Kedua alis Raphael merenggut, tidak mengikuti arah pembicaraan sang Ratu. Namun, kemudian, ibunya menggerakkan mulut, melafalkan sebuah nama dalam diam. Sebab, nama yang disebut sudah mencatat rekor sejarah atas keonarannya—setidaknya, menurut sang Ratu. Daria.
Sang Ratu menahan napasnya, berupaya memperoleh ketenangannya. Lalu, pandangannya menemui milik Raphael. "Katakan kepadaku, apakah Petra bertarung dengan kandungan di dalam perutnya?"
"Itu—" Raphael mengangguk. "Ya. Tetapi, bukan karena ia menginginkannya. Lebih karena ia terpaksa. Zahl hanya dapat dilawan dengan Zahl dan Petra—"

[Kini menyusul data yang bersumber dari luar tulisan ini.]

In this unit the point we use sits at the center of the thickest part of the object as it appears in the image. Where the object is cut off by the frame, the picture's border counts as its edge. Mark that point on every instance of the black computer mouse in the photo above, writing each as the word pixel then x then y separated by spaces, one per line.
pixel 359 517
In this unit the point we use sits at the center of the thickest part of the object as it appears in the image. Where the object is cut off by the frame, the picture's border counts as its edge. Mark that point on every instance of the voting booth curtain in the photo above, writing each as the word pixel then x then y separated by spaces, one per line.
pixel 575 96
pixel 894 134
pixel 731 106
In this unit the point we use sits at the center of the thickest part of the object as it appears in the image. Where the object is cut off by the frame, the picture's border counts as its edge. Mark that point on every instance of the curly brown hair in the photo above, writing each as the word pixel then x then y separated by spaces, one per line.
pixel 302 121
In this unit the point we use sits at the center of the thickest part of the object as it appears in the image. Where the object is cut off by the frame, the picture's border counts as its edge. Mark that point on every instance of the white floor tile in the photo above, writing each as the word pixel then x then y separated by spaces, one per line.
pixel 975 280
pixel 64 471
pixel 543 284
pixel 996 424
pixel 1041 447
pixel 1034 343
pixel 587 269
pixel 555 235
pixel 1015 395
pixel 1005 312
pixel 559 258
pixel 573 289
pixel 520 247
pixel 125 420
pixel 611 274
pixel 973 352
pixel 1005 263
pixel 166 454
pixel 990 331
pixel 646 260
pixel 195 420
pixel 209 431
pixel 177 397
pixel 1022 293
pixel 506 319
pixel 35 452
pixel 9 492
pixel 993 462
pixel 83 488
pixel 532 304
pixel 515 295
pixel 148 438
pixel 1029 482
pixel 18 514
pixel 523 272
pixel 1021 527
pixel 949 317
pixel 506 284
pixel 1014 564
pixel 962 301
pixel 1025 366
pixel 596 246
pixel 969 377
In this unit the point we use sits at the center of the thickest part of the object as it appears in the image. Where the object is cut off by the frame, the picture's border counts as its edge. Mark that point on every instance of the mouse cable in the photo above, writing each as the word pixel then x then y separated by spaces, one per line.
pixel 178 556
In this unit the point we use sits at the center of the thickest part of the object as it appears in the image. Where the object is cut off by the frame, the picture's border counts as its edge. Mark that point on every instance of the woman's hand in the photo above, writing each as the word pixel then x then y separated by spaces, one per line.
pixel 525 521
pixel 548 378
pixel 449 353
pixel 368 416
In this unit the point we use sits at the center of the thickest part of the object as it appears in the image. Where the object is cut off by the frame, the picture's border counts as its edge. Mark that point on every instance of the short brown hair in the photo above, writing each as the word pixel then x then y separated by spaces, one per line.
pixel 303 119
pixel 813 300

Hingga detik itu, Raphael tidak menyadari kesiap tertahan dua wanita di dekatnya atau rahang para pria yang mendadak keras. Atau, ekspresi horror sang Ratu. Sebuah gigil merambat dan mencengkeram tungkai Raphael.
"Jangan sebut kata itu lebih lanjut," ayahnya memperingatkan. Nadanya adalah nada yang digunakan ketika memimpin serdadunya.
"Seberapa jauh kau mengetahuinya?" ibunya bersuara ketika tiada satu pun mulut di ruangan itu yang membuka.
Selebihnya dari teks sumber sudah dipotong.